VENICE, Italy (Reuters) – US Treasury Secretary Janet Yellen said on Saturday she would work to try to address the concerns of countries that have not signed a global corporate tax agreement, but added that it was not necessary for all nations to adopt it.

Speaking to reporters with German Finance Minister Olaf Scholz, Yellen believed he believed he was looking forward to the G20 summit in October, with some concerns from countries such as Ireland, Estonia and Hungary.

“We will try to do that, but I have to stress that it is not essential that all countries be on board,” he said.

“This agreement has some sort of enforcement mechanism in place to ensure that it is not capable of harming the countries that are affiliated with it, using tax havens that undermine the functioning of this global agreement.”

Asked how the deal will lead to a split U.S. Congress, Yellen said he is working with congressional tax writing committees in Congress on a budget resolution that will use budget “reconciliation” rules.

These rules would lead to a simple majority in the U.S. Senate, as Democrats will have a one-vote majority if all members of their party are aligned.

“I am very optimistic that the legislation will provide what we need for the United States to comply with Pillar 2,” Yellen said, referring to the Organization for Development and Cooperation (OECD) section that regulates minimums. tax.

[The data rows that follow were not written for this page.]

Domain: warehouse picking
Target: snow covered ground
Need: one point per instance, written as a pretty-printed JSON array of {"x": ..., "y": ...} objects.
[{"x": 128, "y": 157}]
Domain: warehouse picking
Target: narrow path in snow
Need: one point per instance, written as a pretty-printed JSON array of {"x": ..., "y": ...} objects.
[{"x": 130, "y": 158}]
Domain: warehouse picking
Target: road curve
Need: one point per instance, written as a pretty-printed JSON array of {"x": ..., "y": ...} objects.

The Biden administration has proposed raising the U.S. minimum tax on foreign intangible income to 21% and introducing a new minimum tax that would deny tax deductions to companies that pay taxes to countries that do not support the minimum tax.

Yellen said the OECD tax deal, agreed in principle by 131 countries and now approved by the G20 government, is good for all governments and would increase revenue by ending the “bottom race” with countries competing to reduce corporate tax rates.